Peki, yeni bir anayasa ya da anayasa değişikliği yapılması konusunda CHP ve HDP gibi uzlaşmaya asla niyeti olmayan partilerle mutabakat nasıl sağlanacaktır?
İşte bu sorunun yanıtı yoktur!
Aslında CHP ve HDP, uzlaşma ya da mutabakat kelimesini yapılacak yeni bir anayasanın ya da anayasa değişikliğinin önüne takoz koymak ya da meşruluğunu baltalamak için dillendiriyor...
Herifler resmen bu sihirli kelimelerle demagoji yapıyorlar...
Açıkçası ülkemizde hiçbir anayasa mutabakatla falan yapılmamıştır. Tarihimiz buna en güzel şahittir.
Anayasanın yapılacağı dönemde kimin ağırlığı varsa, kimin sözü geçiyorsa anayasa onun tarafından yapılmıştır...
Gelin bu cümlenin sağlamasını beraber yapalım.
1921 anayasası yapılırken mutabakat sağlanmış mıdır? Hayır!
1961 anayasası yapılırken (demokratlara danışılarak) uzlaşma sağlanmış mıdır? Hayır!
Peki 1982 anayasası yapılırken konsensüs sağlanmış mıdır?
Elbette ki, hayır! Hatta o dönemde aleyhe propaganda yapmak bile yasaktı...
Bu anayasaların hepsini o dönemde borusu öten bürokrasi yapmıştır.
Keza 1924 anayasa değişikliği yapılırken farklı kesimlerle uzlaşma sağlanmış mıdır? Hayır!
Ya da 1971 anayasa değişikliği yapılırken mutabakat sağlanmış mıdır? Hayır!
Bu anayasa değişikliklerinin hepsi o dönemde güçlü olan vesayet odakları tarafından yapılmıştır...
Doğrusu bu anayasaların veya anayasa değişikliklerinin hepsi hiçbir uzlaşma sağlanmadan yapılmış sonra da millete onaylatılmıştır.
Tabii bunu yaparken de o dönemde borusu öten vesayet odakları halka onaylaması için gerekli (baskıcı) atmosferi oluşturmuşlardır... Çıkan sonucu da mutabakat gibi göstermişlerdir...
Eleştirecekseniz, bunları eleştirin!
Peki 16 Nisan'daki referandum için bunları söylemek mümkün mü?
Elbette ki, hayır!
Çünkü "hayırcı"lar her türlü karşı düşüncelerini özgürce seslendirebiliyorlar.
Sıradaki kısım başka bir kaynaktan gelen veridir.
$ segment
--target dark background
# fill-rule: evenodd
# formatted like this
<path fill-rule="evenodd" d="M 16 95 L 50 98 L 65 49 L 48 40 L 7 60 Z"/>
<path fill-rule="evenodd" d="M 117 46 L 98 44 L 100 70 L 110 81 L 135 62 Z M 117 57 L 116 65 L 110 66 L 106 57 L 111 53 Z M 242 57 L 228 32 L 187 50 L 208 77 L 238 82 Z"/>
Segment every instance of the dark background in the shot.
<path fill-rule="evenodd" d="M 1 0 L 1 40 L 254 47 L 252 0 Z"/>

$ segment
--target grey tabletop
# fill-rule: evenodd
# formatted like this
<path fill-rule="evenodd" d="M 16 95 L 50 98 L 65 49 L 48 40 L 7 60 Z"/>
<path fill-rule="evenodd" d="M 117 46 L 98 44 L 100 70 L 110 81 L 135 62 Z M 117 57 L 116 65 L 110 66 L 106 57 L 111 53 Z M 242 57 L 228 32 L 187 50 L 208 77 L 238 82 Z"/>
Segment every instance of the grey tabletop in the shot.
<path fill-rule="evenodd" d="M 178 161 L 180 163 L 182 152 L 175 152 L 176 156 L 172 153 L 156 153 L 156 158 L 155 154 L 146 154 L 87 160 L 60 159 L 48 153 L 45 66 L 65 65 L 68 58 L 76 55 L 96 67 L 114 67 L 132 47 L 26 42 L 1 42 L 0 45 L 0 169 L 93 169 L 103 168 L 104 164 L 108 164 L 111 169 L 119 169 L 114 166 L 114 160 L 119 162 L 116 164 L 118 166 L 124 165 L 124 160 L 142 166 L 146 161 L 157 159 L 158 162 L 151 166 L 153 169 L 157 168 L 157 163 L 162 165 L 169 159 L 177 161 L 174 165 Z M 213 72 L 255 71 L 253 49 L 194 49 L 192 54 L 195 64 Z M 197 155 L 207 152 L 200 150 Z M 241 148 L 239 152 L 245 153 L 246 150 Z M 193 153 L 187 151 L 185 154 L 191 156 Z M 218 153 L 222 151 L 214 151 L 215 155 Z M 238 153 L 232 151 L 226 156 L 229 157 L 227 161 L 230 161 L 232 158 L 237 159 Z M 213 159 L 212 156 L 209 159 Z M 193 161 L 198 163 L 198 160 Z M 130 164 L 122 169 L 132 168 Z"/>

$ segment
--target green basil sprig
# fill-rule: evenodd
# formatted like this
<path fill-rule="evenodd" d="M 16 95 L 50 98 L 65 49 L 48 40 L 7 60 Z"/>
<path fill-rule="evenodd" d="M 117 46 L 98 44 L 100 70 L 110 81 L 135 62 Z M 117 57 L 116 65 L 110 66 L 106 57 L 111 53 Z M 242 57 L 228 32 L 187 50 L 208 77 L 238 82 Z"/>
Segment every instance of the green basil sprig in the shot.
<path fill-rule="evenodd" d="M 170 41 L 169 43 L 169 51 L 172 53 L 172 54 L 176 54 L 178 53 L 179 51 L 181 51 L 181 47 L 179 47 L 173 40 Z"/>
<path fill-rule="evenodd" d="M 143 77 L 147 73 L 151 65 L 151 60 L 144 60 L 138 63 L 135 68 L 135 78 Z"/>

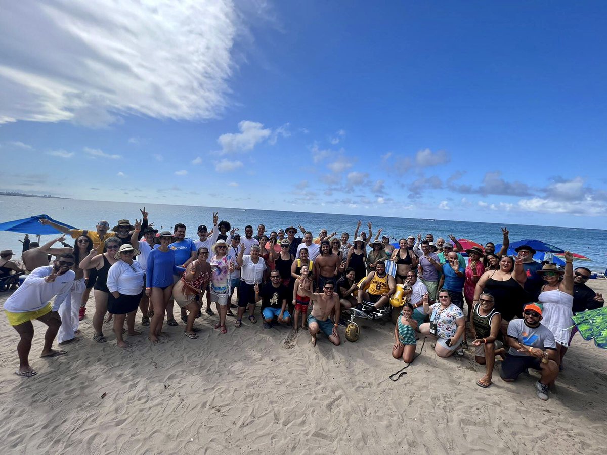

Hatta bunu yalanlarla bile besleyebiliyorlar...
Keza "hayırcı"lar yerli ve yabancı medya organlarında kendi görüşlerini rahatlıkla dillendirebiliyorlar. Hatta ABD ve AB'nin her türlü desteğini almış durumdalar.
Anlayacağınız devlet bu heriflere propagandalarını yapmaları ve marifetlerini göstermeleri için her türlü imkanı sunmuş durumda...
Hayır oyu vermek isteyenin elini tutan yok yani. Evet oyu verin yönünde bir baskı da söz konusu değil. İşin sonunda hayır çıkarsa hapse girme durumu falan da yok! Daha ne olsun?
O yüzden hayırcılar yalandan boşuna ağlayıp zırlamasınlar... Son derece demokratik bir atmosferde referanduma gidiyoruz...
Doğal olarak bu dönemde Ak Parti'nin borusu öttüğü için anayasa değişikliğini Ak Parti (MHP ile beraber) hazırladı ve referanduma sundu.
Son kararı her zaman olduğu gibi gene halk verecek. Tıpkı diğer demokratik ülkelerde olduğu gibi... Daha ne olsun?
Tahmin
Daha önce gerekçeleriyle yazdığım gibi, bana göre 16 Nisan'da "en az" yüzde 58 "evet" oyu çıkacak!